La chirurgia bariatrica oggi non si affida più solo ai bisturi tradizionali, quei “temibili” strumenti che incidevano il corpo dei pazienti. Ora, grazie all’utilizzo di mini endoscopi che entrano direttamente dalla bocca, è possibile scendere fino all’addome e praticare dall’interno gli interventi di riduzione del volume dello stomaco. 

“Per ora riprende il dottor Formiga queste tecniche nate e sviluppate negli Stati Uniti vengono utilizzate per interventi legati alla cura dell’obesità ma in futuro sostituiranno la chirurgia tradizionale per la cura di altre patologie. Si tratta di tecniche che replicano l’atto chirurgico delle mani e che hanno notevoli vantaggi per i pazienti: minor impatto e maggior rapidità della ripresa della vita quotidiana”. 

Pur non essendo considerata una malattia cronica, l’obesità è, in realtà, una patologia che può innescare una serie di altre patologie: ipertensione, malattie coronariche, tendenza all’infarto, diabete, ipercolesterolomia, alterato metabolismo, problemi articolari, difficoltà respiratorie, giusto per citarne alcuni. Per non parlare dei problemi a livello psicologico, soprattutto per i più giovani che tendono a sviluppare un rapporto difficile con il proprio corpo e con i propri coetanei. 

“In Italia continua il dottor Formiga si calcola che il 10% della popolazione soffra di obesità grave. Il che, tradotto in numeri, significa circa sei milioni di persone. Numeri che sono, purtroppo, destinati a salire perché l’obesità sta aumentando nei più giovani, ovvero negli adulti di domani”. “Il 90% dei casi di obesità, precisa il dottore, è legato alla cattiva gestione degli alimenti. Solo il 10% dipende da disfunzioni ormonali. Se l’adulto spesso tende a riversare le sue ansie e le sue frustrazioni sul cibo, i più piccoli vengono spesso incentivati a mangiare di più perché devono crescere.

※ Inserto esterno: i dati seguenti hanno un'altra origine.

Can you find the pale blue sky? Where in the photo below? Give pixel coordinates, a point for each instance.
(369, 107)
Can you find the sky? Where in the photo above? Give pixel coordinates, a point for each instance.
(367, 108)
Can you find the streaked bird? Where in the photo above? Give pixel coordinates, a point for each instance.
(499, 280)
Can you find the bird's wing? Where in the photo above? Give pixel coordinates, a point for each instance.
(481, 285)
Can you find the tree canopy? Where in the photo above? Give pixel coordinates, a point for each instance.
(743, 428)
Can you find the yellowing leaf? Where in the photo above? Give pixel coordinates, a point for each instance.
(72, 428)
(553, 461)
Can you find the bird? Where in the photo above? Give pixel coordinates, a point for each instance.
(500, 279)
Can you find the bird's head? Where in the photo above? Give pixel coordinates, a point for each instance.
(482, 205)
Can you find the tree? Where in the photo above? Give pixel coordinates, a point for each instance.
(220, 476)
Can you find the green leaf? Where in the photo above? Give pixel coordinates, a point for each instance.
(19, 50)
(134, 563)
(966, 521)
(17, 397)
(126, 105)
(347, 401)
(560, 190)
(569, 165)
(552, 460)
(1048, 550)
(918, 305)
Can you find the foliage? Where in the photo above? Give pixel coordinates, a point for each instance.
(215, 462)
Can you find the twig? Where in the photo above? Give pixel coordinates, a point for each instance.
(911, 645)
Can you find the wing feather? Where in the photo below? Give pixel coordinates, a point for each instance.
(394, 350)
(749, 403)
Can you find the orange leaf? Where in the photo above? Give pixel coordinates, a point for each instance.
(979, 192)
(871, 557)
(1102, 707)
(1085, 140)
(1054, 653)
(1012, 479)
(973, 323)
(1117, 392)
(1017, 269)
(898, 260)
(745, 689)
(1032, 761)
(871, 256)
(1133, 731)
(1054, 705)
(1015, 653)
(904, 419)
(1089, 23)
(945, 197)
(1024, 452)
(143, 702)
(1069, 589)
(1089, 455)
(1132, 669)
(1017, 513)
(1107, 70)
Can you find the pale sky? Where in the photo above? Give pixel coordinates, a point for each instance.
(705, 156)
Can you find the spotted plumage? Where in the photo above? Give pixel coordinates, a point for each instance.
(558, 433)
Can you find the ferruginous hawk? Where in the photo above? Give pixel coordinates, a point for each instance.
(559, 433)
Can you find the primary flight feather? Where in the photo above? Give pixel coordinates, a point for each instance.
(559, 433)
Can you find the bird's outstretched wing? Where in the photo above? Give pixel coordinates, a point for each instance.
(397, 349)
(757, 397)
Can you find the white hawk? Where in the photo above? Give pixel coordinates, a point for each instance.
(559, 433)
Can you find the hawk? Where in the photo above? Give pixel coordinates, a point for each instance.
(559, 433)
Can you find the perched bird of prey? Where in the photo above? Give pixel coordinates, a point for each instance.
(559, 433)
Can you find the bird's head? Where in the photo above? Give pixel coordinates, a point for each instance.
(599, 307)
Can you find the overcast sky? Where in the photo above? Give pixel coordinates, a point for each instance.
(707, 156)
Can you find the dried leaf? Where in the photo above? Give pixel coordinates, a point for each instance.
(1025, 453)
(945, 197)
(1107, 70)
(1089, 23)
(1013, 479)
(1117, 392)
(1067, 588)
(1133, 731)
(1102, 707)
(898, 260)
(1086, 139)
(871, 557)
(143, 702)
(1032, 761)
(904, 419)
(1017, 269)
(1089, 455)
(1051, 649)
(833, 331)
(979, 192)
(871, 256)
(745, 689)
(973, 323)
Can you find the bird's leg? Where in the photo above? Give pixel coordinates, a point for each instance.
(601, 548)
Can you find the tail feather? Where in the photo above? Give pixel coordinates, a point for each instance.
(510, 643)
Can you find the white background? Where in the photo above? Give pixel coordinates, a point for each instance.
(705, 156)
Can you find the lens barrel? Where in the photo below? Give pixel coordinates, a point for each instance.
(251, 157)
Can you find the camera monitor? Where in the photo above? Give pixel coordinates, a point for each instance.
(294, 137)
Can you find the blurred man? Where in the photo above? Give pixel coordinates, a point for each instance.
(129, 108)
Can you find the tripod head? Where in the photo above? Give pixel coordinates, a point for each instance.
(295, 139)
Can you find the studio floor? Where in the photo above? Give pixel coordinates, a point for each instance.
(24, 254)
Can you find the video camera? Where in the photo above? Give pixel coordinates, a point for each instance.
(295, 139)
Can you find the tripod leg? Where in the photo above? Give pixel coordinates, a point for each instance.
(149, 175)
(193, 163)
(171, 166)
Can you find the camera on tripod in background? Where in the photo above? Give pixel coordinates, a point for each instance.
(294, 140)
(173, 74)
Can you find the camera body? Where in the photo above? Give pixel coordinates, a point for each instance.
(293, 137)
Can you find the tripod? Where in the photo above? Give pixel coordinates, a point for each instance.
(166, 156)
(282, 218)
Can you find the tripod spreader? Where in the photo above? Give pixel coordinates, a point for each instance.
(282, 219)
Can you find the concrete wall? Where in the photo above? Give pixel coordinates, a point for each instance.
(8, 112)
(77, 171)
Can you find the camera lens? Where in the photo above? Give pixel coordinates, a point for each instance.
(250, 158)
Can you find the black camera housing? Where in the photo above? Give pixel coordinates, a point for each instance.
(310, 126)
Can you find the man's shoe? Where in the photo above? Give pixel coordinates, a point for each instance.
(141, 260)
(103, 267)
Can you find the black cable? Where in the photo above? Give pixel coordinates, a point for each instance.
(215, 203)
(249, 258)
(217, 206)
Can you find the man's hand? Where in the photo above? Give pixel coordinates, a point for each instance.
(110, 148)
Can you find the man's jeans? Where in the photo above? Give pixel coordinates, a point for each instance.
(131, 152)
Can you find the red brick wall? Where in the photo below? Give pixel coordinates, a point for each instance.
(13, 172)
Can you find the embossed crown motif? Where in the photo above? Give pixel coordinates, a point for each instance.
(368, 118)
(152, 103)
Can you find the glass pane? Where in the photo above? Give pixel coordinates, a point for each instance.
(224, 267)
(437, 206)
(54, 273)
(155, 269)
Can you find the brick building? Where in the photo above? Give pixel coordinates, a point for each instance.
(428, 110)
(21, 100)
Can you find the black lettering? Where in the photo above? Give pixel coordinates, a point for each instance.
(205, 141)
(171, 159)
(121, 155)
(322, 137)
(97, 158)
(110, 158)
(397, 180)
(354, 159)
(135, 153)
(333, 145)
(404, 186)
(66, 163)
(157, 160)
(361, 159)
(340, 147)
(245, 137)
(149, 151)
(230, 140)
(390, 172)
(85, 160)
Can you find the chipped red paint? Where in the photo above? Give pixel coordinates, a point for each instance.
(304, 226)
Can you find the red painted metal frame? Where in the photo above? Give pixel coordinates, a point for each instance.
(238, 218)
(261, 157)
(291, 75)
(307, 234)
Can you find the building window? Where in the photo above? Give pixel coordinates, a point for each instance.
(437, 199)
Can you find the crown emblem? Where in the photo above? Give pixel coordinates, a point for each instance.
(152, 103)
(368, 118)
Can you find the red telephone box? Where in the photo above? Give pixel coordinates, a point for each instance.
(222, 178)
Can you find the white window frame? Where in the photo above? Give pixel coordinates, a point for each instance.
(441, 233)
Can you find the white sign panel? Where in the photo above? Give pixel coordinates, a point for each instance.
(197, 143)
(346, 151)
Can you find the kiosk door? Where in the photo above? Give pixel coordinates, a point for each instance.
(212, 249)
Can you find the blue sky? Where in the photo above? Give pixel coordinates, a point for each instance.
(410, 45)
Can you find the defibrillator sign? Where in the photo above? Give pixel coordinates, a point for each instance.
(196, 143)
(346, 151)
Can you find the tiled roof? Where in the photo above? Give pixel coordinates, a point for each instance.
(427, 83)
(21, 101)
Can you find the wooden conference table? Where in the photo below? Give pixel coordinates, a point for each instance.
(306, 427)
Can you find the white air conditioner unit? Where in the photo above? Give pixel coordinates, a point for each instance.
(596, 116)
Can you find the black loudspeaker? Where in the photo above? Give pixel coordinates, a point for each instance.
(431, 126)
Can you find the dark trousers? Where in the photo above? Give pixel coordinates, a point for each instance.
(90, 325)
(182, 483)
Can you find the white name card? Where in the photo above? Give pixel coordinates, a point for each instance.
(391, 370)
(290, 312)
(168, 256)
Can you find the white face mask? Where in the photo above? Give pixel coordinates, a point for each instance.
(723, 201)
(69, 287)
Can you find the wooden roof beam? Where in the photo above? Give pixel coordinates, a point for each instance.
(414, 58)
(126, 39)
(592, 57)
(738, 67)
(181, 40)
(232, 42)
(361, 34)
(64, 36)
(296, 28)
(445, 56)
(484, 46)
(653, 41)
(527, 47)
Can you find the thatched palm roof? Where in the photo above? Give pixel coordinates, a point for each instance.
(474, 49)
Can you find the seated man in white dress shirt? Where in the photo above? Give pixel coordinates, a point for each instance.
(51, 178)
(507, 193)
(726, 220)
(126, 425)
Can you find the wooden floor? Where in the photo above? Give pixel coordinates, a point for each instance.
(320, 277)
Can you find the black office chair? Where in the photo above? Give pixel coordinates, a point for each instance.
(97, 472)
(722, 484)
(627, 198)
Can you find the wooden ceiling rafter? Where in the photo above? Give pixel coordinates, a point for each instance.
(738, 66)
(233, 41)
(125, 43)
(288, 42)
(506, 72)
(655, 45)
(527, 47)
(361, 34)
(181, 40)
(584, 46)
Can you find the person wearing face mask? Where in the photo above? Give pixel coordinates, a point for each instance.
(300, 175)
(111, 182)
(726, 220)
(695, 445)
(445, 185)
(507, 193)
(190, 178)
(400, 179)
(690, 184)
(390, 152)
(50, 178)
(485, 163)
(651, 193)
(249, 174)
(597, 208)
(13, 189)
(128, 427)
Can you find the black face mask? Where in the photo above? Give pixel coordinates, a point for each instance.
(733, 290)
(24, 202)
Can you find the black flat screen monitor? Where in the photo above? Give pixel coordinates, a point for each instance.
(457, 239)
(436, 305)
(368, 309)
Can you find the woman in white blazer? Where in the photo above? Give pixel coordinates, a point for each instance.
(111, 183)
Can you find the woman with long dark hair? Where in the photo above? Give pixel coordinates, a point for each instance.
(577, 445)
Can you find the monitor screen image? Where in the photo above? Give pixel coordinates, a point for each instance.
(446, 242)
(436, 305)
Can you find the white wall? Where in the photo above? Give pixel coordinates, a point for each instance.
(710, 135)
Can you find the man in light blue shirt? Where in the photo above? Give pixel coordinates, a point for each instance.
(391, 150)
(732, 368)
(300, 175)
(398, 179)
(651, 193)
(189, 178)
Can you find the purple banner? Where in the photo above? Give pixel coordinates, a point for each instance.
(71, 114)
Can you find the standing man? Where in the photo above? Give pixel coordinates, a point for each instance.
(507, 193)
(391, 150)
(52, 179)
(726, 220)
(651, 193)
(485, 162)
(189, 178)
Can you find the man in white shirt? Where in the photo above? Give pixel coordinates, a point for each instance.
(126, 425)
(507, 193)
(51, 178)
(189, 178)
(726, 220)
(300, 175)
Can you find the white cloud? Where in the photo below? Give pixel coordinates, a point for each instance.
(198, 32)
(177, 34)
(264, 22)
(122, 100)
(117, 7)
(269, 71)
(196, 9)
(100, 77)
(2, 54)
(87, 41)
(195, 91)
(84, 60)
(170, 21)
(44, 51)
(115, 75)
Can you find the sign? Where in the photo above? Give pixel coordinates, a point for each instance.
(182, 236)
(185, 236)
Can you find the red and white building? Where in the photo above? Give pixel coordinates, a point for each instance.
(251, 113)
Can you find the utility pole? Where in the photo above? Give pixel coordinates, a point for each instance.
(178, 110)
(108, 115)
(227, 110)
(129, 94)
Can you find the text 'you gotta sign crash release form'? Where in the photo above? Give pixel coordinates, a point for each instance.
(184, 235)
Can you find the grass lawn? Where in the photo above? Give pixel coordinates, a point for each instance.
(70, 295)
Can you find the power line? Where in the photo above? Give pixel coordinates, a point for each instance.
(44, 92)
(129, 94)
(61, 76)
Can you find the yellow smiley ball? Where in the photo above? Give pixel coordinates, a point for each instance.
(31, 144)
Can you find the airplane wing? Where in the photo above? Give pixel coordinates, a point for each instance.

Per contrastare tutte queste abitudini errate è quanto mai necessaria la presenza di un’equipe multidisciplinare, come quella presente nel nostro centro, che sappia farsi carico del paziente prima e dopo l’intervento”.  Al Cibo monzese operano, infatti, chirurghi, dietisti, endocrinologi e psicologi specializzati in disturbi alimentari. “È fondamentale che il paziente venga monitorato attentamente anche dopo l’operazione ribadisce il dottor Formiga per evitare che riprenda le cattive abitudini e per seguire la fase altrettanto delicata del rimodellamento del suo corpo”. 

Ogni anno in Italia si eseguono circa quindicimila interventi di chirurgia bariatrica e di questi oltre tremila vengono eseguiti tra Monza e gli altri tre centri lombardi specializzati appartenenti al Gruppo Ospedaliero San Donato (di cui fanno parte anche gli Istituti Clinici Zucchi).